One of my biggest successes was being a missionary. But in the interest of full disclosure, I’m still waiting for my greatest success.
And what's been your biggest challenge?
That’s hard for me to say, once I think I’m met or overcome my biggest challenge another one comes my way. So I guess you could say life is my biggest challenge, but I think that’s true for most people, whether they realize it or not. It’s hard to say how I deal with physical challenges because I’m never really sure how I’ll deal with them until they’re already dealt with. You eventually know what you’ll have trouble with and you have two choices: (1) Stay away from it, or (2) Find a way to deal with it. When I’m in a new situation I usually have a friend or someone with me, because that’s just how I prefer new things. If I’m on my own, which has to happen now and again, I try to prepare for the worst and hope for the best. But there are going to be things I just won’t be able to do, that’s it.
What's your biggest aspiration?
As cheesy as this is going to sound, my biggest aspiration is to be happy, whatever that involves. Although getting my debt paid off and having insurance would be pretty great :)
What advice would you have for parents raising kids with cp?

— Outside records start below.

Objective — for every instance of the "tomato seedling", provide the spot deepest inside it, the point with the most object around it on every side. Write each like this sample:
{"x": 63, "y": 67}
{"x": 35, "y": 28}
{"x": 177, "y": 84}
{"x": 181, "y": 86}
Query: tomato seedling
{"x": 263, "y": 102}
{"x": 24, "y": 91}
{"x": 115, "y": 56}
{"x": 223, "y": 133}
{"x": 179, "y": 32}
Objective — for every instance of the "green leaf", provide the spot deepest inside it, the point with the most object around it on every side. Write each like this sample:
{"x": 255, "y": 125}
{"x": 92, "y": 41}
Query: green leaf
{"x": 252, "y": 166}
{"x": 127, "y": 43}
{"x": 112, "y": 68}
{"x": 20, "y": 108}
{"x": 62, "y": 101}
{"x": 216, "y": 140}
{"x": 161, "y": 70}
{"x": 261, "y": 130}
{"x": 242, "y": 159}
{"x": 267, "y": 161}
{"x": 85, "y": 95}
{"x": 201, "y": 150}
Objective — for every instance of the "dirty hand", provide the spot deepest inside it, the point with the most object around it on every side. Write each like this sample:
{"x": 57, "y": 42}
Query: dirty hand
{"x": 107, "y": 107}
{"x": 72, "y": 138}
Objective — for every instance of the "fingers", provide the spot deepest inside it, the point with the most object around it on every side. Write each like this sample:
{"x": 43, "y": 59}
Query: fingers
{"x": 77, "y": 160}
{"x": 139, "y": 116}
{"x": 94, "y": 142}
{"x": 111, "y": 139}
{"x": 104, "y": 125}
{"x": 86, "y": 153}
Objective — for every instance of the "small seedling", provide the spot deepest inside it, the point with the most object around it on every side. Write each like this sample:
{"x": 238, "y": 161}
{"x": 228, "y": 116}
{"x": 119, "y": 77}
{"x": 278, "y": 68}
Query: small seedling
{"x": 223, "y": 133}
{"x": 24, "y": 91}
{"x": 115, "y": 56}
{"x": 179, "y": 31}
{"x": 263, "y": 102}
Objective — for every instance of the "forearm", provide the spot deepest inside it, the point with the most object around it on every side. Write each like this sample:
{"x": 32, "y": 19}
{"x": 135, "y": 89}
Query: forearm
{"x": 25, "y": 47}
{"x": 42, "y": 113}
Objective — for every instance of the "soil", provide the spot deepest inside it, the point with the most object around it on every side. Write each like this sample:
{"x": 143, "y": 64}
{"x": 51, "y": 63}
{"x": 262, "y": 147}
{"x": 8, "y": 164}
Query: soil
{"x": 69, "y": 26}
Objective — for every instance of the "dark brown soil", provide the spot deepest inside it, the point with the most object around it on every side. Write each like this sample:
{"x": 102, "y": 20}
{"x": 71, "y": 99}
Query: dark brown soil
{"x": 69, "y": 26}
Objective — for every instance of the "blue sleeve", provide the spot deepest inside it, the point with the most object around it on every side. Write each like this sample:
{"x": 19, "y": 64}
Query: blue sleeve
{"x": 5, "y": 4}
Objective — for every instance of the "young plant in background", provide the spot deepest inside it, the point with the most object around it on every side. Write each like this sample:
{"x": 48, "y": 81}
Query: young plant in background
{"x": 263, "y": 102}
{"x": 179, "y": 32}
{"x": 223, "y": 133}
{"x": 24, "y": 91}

If your kid has cp they’re no different than any other kid, at least from their perspective. They know nothing else other than life with cp, even if they have siblings. I don’t see myself as someone with cp, at least not at first, and even then it takes someone pointing it out to make me see it. One of the biggest things that bothers me about parents of cp kids is when I hear them say things like, “I wish you could be normal,” or “Now you can be a normal kid.” It really makes my skin crawl. Once, while I was watching something on Discovery Health—I’m a Discovery Health junkie—this kid who was maybe 4 and had cp was having tendon lengthenings. Having had tendon lengthenings myself, I was interested to see the actual procedure done. This kid wasn’t even discharged from the hospital and his mom was crying—I mean bawling—because now he could be like “every normal boy” and I’m thinking...well I won’t tell you exactly what I thought since I’m sure you’d like to keep this at least PG-13! But basically it was, “That’s a lot of pressure to put on a kid who is barely out of an OR” especially since his normal isn’t “everyone’s” normal. It’s like trying to put a round peg in a square hole. As hard as this is to hear (well, read), the best thing you can do for your child (and yourself) is let go of your perspective of how your child could be and focus on who your child is. Everyone has gifts, talents, faults, and failures, disability or not. The only difference is, if there is one, is the differences are more obvious. I’ll never be a marathon runner, that’s pretty darn clear, but not everyone is meant to be one either. I can guarantee you though that having a disability gives you gifts that the non-disabled don’t have and won’t ever have.